VATICAN CITY, MARCH 17, 2004 (Zenit.org).- Participants at an assembly that examined the phenomenon of religious indifference seemed to agree: “Only when our faith is strong can we share it with others.”
That summary was voiced by a Vietnamese representative at the plenary assembly of the Pontifical Council for Culture, which met in Rome from March 11-13.
Cardinal Paul Poupard, council president, closed the assembly, which gathered 21 cardinals and 12 archbishops and bishops.

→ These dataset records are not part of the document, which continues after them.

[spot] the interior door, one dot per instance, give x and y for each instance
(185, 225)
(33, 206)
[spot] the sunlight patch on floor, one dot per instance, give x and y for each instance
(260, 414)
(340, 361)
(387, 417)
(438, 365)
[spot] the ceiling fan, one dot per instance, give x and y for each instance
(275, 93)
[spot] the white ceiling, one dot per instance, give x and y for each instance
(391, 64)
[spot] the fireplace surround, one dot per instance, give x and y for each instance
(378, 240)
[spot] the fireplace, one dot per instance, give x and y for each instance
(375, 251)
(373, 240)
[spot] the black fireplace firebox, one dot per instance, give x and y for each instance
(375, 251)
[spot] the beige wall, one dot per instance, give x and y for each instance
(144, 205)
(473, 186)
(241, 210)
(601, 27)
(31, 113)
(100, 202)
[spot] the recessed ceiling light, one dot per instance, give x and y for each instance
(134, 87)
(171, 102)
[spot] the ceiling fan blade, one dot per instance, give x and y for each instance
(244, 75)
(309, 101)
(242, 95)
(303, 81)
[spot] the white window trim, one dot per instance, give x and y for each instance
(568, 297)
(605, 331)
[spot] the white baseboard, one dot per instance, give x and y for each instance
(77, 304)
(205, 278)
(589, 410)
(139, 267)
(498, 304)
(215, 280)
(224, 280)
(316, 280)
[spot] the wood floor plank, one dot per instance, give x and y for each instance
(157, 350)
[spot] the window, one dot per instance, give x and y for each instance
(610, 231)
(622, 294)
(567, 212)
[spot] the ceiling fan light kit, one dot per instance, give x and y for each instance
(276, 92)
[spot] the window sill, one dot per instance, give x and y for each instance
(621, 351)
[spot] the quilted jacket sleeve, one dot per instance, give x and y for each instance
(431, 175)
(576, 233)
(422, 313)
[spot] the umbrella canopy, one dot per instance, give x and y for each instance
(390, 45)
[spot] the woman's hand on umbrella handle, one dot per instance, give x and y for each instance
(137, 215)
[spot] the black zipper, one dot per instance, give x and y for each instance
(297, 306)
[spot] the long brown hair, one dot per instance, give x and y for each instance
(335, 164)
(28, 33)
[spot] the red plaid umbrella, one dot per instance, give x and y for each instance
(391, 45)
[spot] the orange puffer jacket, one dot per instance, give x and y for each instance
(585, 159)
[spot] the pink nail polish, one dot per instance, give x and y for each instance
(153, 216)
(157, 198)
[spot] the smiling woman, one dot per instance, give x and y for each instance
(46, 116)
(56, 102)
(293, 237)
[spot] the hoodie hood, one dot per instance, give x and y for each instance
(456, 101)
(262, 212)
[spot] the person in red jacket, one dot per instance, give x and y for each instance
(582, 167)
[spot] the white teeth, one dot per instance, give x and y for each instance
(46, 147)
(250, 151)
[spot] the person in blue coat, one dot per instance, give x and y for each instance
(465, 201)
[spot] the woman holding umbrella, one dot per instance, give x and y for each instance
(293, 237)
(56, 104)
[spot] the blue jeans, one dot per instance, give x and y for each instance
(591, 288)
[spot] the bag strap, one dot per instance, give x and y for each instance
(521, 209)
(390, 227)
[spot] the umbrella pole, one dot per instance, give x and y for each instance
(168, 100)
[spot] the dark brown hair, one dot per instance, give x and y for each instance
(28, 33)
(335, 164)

They reflected on “The Christian Faith at the Dawn of the New Millennium and the Challenge of Unbelief and Religious Indifference.” At the end, the assembly offered guidelines for Catholics to address this challenge.
“Unbelief is not increasing in the world,” Cardinal Poupard said when he closed the working sessions of the assembly. “This phenomenon is observed first of all in the Western world. … [U]nbelief cannot be considered as an Asian, Latin American or African phenomenon, or proper to the Muslim world.”
To address the situation, Cardinal Poupard summarized some of the proposals made in the assembly:
— “The importance of witnessing the joy of being a person loved by God.
— “The reaffirmed need for apologetics: to give reason for our hope with gentleness and respect.
— “To reach ‘homo urbanus’ with the Church’s public presence in the debates of society.
— “To put the Gospel in touch with the forces that shape culture.
— “To learn to think, from the school to university.
— “In the face of secularizing obstruction, dissolving skepticism, intolerant liberalism, and leveling pluralism one must react […] with a new and joyful proposal of Christian culture.
— “Nonbelievers, indifferent to the question of God, but believers in human values, must be shown by the life of believers and communities of faith that ‘to be’ means to be religious, and that man finds his fulfillment following the message of the Gospel of Christ, Son of God and of the Virgin Mary, crucified and resurrected, infinite and inexhaustible source of beauty, truth and love.”